Connexor makes some excllent heuristic/rule-based part-of-speech taggers, named entity extractors and dependency parsers.


"Go Beyond Search... Access, Share and Deliver Intelligence and Awareness, not just Links". "At Connotate we believe in working smarter, not harder."

"Utilizing patented machine learning algorithms, Agents are easily trained in minutes using a simple point-and-click process that requires NO programming. Agents can be deployed to do anything a human can do to mine, monitor, survey, collect, aggregate and normalize dynamic financial content deep within the Web or in the Enterprise into actionable business intelligence."

Content Analyst

"Stop searching, start doing." Content Analyst supplies a range of text analytics applications, including classification, named entity coreference, relationship discovery.

Their technology is based on latent semantic indexing, a dimensionality reduction technique based on singular value decomposition of a matrix of co-occurrences. The technology was acquired when Content Analyst spun out from SAIC.

Crawdad Technologies

"Crawdad Technologies, LLC provides software and services to analysts and research professionals who need to transform unstructured text into insight."

Crawdad supplies Crawdad Desktop, which does scraping and some natural langauge processing involving classification and terminology extraction.
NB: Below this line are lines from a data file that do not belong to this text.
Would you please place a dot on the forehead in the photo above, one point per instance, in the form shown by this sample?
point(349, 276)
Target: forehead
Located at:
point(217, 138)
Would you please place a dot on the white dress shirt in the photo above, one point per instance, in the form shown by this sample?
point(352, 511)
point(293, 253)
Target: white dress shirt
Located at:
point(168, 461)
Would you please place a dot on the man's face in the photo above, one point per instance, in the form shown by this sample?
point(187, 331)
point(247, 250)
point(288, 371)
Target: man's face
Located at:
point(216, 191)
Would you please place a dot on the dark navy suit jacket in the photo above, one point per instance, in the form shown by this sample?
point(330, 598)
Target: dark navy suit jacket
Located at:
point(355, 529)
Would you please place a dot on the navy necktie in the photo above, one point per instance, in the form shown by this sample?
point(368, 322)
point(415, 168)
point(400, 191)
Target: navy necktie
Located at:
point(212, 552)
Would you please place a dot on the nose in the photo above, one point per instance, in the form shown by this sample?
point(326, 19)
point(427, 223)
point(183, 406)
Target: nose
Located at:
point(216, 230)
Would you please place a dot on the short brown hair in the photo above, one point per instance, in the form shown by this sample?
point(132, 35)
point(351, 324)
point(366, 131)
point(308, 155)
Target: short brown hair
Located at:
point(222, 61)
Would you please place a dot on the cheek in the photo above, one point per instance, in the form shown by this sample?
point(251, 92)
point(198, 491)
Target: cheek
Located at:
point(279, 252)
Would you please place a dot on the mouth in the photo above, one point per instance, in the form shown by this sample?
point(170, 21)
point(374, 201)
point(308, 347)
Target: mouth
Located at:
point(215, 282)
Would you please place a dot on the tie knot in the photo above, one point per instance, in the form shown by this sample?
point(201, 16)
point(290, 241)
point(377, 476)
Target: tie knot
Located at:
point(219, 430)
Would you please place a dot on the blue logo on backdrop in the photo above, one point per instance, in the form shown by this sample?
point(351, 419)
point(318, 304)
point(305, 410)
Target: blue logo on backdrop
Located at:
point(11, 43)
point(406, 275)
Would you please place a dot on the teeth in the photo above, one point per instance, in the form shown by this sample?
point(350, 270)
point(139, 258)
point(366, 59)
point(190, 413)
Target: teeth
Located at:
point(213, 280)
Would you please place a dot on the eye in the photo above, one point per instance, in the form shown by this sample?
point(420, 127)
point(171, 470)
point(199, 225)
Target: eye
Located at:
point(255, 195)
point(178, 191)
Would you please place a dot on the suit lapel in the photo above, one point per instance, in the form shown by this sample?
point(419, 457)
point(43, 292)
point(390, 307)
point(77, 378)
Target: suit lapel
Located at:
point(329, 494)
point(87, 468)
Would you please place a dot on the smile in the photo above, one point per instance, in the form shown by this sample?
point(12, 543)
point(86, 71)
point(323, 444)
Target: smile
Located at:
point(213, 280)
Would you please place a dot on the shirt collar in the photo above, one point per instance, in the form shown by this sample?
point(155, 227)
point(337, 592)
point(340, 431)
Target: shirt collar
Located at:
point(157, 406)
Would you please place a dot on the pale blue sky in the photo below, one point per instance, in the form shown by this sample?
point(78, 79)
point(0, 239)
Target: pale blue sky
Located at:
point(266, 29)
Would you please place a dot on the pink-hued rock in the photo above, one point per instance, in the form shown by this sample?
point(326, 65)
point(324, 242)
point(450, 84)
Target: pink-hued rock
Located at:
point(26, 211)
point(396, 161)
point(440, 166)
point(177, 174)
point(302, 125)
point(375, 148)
Crawdad also builds Listening Posts, which "listens to blogs, discussion boards, chat rooms, social networking sites, and online media for news or opinion about products, brands, celebrities, and issues. Users view a daily dashboard which uses patented natural language processing technology to analyze the buzz on the Web and make sense of it."

Digital Reasoning

"Digital Reasoning Systems develops software solutions that rapidly process and organize unstructured data into meaningful, relevant and quantifiable knowledge automatically. The core technology, embodied in Synthesys, can be used to provide for the automatic categorization, linking, retrieval and profiling of unstructured data."

Dolores Labs

"We make crowdsourcing easy." Dolores Labs is involved in classification including topic and sentiment, document de-duplication, and other natural language tasks.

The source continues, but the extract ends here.